Y la verdad que las cosas no quedaron bien. Me sentí usada en algún punto. Hubo un tejido importante en el fondo para que la comunicación se corte. Yo puse mucho de mí. Soy una convencida de que hoy ya nadie va a escuchar tu remera.

– ¿Qué opinas de la victoria de Duracell Conejo?

Hoy subirse al carro de “cambiemos” es una moda. Fijate que el que votó por un cambio sabe que en realidad votó a los mismos de siempre. Yo soy consciente de que tenemos estampado en la frente una derrota que caló hondo. Pero lo dijo Adrián, tendremos revancha. Ropa sucia afuera.

– Te pregunto algo personal. ¿Por qué el color negro, rojo y la cara de Güemes? ¿Fue consensuado con Adrián?

Me vestí de marxismo desde que comencé a crecer de talle. Es más, nací en los talleres de Vietnam. Soy Marxista Leninista.

– Hay una imagen que tuvo mucha repercusión en los medios y es la de ustedes corriendo en un barrio de Salta tras una recorrida de campaña…

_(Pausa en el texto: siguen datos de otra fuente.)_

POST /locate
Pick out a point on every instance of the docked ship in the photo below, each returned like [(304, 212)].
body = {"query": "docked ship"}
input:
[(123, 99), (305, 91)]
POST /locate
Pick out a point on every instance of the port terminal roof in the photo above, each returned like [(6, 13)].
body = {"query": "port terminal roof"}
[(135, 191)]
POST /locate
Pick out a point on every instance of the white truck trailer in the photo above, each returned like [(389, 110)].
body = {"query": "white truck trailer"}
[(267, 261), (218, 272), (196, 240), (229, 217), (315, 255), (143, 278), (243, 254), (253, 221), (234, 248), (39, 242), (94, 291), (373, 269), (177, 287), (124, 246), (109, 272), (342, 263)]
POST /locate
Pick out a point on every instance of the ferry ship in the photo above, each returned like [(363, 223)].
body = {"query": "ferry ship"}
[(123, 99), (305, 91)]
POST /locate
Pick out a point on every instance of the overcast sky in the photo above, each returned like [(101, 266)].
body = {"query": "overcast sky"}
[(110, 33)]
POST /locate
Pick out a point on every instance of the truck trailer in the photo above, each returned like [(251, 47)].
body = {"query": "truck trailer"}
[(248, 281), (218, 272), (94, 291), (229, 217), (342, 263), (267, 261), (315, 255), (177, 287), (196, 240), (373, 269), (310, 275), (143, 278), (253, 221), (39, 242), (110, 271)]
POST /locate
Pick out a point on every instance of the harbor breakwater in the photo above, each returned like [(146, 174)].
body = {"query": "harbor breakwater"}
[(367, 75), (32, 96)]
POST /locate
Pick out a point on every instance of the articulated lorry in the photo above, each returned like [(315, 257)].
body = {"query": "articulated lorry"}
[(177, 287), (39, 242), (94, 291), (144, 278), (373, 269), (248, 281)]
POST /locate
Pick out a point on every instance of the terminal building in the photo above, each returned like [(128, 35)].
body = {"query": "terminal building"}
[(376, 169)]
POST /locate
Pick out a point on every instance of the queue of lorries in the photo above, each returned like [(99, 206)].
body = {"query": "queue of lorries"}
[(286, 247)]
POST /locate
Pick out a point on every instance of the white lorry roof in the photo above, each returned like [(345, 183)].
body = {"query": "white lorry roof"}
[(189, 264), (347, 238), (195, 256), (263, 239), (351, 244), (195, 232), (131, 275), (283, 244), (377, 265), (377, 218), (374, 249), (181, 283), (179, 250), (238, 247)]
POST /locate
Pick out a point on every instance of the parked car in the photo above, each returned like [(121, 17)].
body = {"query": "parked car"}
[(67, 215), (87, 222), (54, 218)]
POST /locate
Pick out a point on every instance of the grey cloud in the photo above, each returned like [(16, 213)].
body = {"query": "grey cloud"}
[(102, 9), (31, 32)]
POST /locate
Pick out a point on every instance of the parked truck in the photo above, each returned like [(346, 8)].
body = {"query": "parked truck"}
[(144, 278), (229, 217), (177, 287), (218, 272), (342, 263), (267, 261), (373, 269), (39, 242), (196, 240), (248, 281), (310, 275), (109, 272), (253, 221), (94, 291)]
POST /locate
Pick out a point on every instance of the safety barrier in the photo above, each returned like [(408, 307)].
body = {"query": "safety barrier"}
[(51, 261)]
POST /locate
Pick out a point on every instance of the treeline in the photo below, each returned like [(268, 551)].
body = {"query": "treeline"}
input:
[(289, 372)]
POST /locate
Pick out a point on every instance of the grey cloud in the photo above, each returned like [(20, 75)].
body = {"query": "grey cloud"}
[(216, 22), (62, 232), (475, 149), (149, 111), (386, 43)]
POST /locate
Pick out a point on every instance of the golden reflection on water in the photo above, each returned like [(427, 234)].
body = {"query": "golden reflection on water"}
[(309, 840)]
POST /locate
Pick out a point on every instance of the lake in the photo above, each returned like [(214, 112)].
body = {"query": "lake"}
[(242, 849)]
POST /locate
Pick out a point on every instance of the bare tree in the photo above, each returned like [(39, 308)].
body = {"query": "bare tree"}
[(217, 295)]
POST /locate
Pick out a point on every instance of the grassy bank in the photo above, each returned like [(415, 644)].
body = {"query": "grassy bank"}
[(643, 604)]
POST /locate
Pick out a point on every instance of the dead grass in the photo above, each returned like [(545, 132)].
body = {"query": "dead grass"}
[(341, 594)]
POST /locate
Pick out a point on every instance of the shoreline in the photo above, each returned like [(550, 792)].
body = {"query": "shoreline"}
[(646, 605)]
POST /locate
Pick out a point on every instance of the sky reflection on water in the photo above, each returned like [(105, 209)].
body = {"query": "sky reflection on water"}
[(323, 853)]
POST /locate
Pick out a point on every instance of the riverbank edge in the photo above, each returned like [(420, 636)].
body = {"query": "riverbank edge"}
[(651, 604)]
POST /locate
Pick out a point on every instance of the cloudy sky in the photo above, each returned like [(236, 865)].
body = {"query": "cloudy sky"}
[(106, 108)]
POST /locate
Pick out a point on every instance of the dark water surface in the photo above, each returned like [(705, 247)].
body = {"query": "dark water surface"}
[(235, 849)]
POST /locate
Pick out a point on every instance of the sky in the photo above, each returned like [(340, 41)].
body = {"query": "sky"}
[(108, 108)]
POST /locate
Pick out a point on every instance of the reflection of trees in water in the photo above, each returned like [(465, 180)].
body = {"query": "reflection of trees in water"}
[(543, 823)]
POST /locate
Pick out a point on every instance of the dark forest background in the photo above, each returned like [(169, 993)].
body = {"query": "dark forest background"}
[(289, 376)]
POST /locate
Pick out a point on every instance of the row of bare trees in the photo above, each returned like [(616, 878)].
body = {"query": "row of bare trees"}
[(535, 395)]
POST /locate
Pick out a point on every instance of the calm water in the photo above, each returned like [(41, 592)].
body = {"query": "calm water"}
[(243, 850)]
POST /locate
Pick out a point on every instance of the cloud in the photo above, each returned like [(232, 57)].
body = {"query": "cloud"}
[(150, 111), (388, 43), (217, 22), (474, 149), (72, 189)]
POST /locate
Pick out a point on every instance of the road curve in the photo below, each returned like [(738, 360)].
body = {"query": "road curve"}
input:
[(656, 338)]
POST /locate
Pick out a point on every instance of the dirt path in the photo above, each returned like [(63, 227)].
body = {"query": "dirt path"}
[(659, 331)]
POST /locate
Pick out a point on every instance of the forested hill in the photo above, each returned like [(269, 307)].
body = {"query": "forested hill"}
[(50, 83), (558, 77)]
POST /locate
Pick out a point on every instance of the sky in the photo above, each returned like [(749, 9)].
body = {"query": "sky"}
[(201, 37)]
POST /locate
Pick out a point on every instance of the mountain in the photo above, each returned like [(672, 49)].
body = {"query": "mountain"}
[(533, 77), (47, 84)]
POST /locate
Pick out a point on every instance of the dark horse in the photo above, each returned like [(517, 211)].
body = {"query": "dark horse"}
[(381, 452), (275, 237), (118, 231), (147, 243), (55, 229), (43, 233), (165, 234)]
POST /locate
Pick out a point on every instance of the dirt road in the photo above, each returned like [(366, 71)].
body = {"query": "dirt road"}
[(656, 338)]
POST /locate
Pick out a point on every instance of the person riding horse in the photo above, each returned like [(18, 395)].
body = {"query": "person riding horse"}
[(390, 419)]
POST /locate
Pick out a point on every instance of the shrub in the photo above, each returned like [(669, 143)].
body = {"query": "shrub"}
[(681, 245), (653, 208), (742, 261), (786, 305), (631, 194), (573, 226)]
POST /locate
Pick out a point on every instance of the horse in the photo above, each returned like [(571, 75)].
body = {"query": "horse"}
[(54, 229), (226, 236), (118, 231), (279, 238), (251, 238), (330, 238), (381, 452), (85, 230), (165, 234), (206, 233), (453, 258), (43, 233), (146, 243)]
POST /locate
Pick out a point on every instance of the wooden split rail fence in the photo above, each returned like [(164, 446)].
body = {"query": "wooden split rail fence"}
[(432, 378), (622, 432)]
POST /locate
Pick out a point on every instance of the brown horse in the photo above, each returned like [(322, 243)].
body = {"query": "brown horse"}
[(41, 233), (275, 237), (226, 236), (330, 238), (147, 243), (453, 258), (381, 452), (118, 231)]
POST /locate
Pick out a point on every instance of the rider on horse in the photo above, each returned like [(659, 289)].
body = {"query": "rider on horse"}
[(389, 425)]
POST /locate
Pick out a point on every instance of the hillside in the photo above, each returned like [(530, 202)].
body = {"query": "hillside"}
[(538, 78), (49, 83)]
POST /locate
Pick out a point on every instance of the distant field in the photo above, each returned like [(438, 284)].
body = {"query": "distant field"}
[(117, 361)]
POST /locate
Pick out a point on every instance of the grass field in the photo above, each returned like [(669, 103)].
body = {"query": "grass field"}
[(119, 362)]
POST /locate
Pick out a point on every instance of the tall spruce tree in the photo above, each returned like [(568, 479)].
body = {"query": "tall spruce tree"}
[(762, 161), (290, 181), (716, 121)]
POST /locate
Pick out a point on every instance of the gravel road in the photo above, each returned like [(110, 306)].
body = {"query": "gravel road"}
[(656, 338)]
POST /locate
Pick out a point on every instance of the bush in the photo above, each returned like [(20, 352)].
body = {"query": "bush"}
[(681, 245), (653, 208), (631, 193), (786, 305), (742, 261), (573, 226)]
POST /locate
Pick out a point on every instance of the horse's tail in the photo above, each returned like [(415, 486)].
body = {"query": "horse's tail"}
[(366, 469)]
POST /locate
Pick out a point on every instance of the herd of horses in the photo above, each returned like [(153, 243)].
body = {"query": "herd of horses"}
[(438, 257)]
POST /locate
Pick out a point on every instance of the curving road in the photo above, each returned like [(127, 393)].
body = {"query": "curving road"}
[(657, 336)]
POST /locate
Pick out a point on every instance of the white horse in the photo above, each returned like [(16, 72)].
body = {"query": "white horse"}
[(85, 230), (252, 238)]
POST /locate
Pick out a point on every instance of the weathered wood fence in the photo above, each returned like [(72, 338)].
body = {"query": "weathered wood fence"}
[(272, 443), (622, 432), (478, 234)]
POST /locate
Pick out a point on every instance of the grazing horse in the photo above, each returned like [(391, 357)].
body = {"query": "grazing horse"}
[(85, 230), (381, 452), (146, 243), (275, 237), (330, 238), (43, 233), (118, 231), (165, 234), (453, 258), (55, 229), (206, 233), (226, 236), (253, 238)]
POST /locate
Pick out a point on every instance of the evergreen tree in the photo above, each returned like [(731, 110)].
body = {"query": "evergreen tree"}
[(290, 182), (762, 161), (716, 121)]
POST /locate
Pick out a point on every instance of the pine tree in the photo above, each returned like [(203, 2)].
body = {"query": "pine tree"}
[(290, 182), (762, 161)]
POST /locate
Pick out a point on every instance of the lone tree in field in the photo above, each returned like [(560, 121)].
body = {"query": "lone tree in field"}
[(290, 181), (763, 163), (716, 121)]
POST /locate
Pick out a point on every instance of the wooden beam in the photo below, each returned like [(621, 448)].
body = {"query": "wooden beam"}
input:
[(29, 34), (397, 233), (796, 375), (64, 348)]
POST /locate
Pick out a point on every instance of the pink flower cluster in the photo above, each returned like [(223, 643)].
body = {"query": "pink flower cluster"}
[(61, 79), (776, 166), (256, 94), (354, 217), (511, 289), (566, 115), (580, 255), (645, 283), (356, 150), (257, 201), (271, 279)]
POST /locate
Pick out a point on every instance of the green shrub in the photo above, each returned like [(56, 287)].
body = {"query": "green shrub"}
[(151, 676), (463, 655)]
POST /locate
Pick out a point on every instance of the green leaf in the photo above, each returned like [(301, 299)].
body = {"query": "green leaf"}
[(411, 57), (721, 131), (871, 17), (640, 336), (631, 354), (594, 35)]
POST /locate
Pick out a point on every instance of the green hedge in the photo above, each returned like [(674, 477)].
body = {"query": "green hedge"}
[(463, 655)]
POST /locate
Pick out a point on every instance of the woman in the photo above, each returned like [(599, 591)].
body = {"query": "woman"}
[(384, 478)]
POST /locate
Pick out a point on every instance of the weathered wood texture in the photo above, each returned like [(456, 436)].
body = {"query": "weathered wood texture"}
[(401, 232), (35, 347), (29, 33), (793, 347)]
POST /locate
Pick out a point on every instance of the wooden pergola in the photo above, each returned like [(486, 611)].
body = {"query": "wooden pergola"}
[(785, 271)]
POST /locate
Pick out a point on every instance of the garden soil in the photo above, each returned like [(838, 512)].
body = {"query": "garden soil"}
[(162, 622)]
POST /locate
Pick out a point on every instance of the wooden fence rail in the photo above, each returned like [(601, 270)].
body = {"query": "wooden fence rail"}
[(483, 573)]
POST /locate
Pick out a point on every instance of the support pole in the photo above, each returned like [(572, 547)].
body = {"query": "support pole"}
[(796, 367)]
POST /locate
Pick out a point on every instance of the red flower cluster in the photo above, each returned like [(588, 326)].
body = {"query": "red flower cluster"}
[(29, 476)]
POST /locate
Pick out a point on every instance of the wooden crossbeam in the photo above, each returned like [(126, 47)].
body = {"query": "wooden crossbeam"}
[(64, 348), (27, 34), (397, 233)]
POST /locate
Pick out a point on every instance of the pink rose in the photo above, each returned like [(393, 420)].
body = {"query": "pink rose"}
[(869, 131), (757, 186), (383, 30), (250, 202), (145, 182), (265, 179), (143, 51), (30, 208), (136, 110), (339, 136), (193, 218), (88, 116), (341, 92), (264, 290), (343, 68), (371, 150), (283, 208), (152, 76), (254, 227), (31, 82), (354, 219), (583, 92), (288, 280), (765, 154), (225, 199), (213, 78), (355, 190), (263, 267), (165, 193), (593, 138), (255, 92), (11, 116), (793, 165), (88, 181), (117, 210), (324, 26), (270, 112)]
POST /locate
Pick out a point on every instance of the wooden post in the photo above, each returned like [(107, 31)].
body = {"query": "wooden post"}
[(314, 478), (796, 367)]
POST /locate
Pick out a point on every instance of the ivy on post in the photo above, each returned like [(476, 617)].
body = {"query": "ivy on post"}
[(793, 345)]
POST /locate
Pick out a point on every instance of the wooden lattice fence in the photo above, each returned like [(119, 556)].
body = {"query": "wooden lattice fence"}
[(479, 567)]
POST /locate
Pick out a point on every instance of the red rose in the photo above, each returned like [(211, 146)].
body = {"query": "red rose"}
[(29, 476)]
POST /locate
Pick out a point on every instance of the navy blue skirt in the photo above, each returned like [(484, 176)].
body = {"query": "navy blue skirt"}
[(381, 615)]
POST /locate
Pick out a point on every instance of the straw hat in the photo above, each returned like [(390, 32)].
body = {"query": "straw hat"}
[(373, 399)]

Si. Bueno, todos fuimos empilchados, preparados para correr por si surgía algún imprevisto. El Frente Frutal tiene mucha experiencia en eso. Creo que fue un presagio del resultado.

– Seguramente esto sirve mucho de experiencia, ¿alguna que te haya marcado?

Muchas. Recuerdo un truco en casa de Matías Acetato. El gran ganador fue Marolio. Posee una habilidad para mentir que nos dejó a todos pasmados.

– Me interesaría que nos cuentes un poco de tu experiencia en Vietnam..

Vos sabes que muchas remeras venimos de ahí. En un principio no me interesaba la política. Pasaba mis días leyendo sobre Taoísmo y hasta Budismo. Un día recuerdo estar navegando en Internet y escuchar la voz del chico malo, “suuubileeeee”. Fue un llamado divino. Como la voz de Lenin en las plazas vigiladas por los Zares rusos. Investigué un poco, supe que estaba Acetato y el líder de Liebres del Sur. Ahí me decidí y me vine a la Argentina en un container de ropa destinado a una feria americana.

– ¿Cómo pasas tus días hoy?

Estoy aprendiendo a tejer. Me gusta estampar también. Paso mis horas entre batidos de Herbalife y mucha lectura. Me gusta el cine. La última de Dicaprio,  El Renacido. Quiero aprender a vencer al Oso.